2. The ground coffee outlet regulating device according to claim 1, characterized in that Several gear plates (211) are arranged in sequence on the circuit board (21) to form a gear interval, and the center of the gear interval is at the rotation center of the wheel (2).

3. The ground coffee outlet regulating device according to claim 1, characterized in that The circuit board (21) is also provided with an arc-shaped conductive sheet (212), and the arc-shaped conductive sheet (212) and several gear plates (211) are arranged in intervals. The center of the arc-shaped conductive sheet (212) is on the rotation center of the wheel (2). The grinding body (1) is provided with two conductors (12). When the wheel (2) rotates, one of the conductors (12) is always in contact with the arc-shaped conductive sheet (212) and the other conductor (12) can be in contact with any gear plate (211).
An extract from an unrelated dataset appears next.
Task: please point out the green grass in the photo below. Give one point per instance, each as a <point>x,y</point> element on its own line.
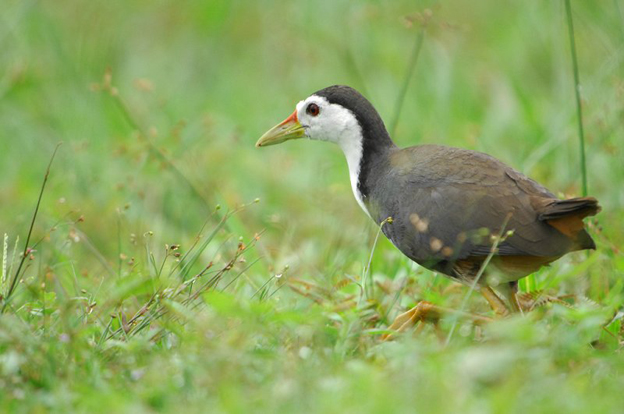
<point>158,284</point>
4. The ground coffee outlet regulating device according to claim 3, characterized in that The grinding body (1) is provided with a base (13), which is located on one side of the centering base (11). The base (13) is provided with two guide holes (14) along the vertical direction. Two conductors (12) are respectively inserted through the corresponding guide holes (14). The guide holes (14) are provided with elastic elements (15) that support the conductors (12).

5. The ground coffee outlet regulating device according to claim 3, characterized in that A synchronization spring (16) is provided between the two conductors (12), and the end of the conductor (12) that abuts against the stop plate (211) or the arc-shaped conductive plate (212) has a curved surface feature.
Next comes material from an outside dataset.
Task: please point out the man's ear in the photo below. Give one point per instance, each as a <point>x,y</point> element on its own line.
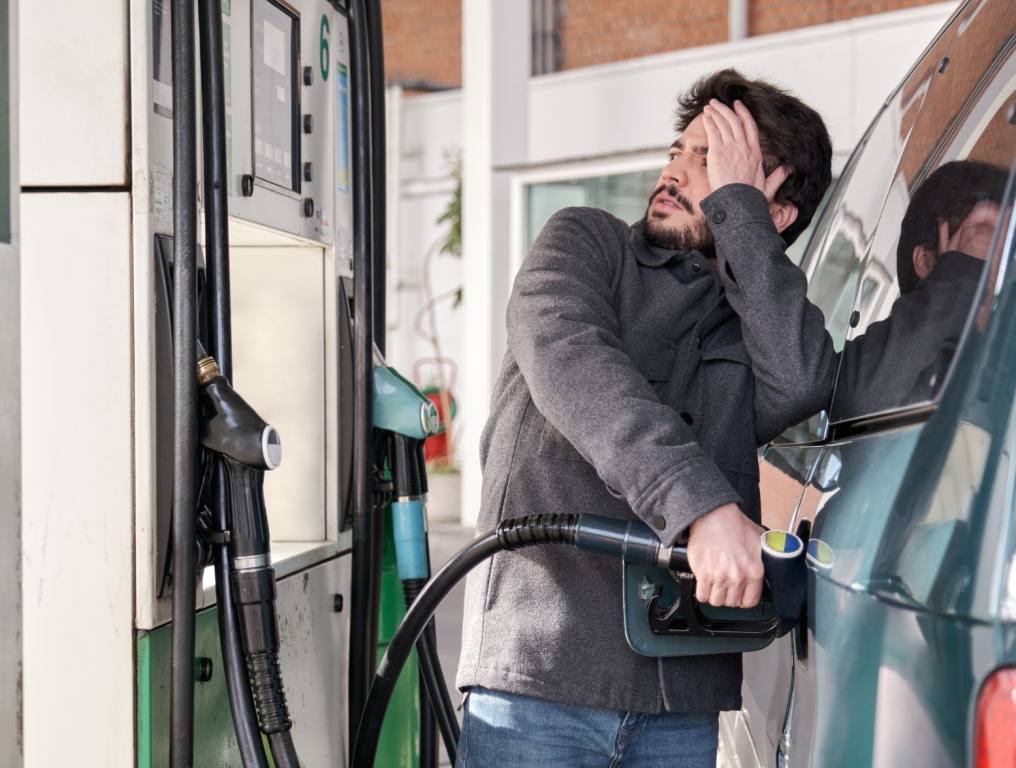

6. The coffee grinder powder output precision control device according to claim 1, characterized in that, The gear shift assembly also includes a rotating bracket (22). The inner wall of the lower end of the rotating bracket (22) is provided with a threaded groove (221), and the outer wall of the centering seat (11) is provided with a limiting tooth (110). The limiting tooth (110) and the threaded groove (221) are connected to each other, so that the rotating bracket (22) can be rotatably mounted on the centering seat (11). The outer wall of the upper end of the rotating bracket (22) is provided with an indexing tooth (222). The wheel (2) is a ring structure. The inner wall of the wheel (2) is provided with several locking teeth (201). The wheel (2) is fitted on the rotating bracket (22), and the several locking teeth (201) engage with the indexing tooth (222), so that the wheel (2) and the rotating bracket (22) can rotate together.

7. The coffee grinder powder output precision control device according to claim 6, characterized in that, The wheel (2) is provided with a limiting post (23), and the grinding body (1) is provided with a stop (17). The limiting post (23) and the stop (17) are paired together.
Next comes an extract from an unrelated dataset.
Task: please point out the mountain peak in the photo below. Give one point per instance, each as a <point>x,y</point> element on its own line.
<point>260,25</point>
8. The coffee grinder powder output precision control device according to claim 1, characterized in that, The drive assembly includes a knob bracket (3), a drive gear (31) on the knob bracket (3), a drive shaft (32) on the drive gear (31), and the drive shaft (32) is rotatably connected to the knob bracket (3); an adjustment knob (33) is provided on the drive shaft (32), and a passive gear ring (202) is provided on the outer side wall of the wheel (2), and the drive gear (31) is meshed with the passive gear ring (202).

9. The coffee grinder powder output precision control device according to claim 8, characterized in that, The knob bracket (3) is provided with a gear pin (34), the drive gear (31) is provided with a hysteresis ring (35), the hysteresis ring (35) is composed of several concave and convex patterns, the knob bracket (3) is provided with a return spring (36), the return spring (36) supports the gear pin (34) so ​​that it abuts against the hysteresis ring (35).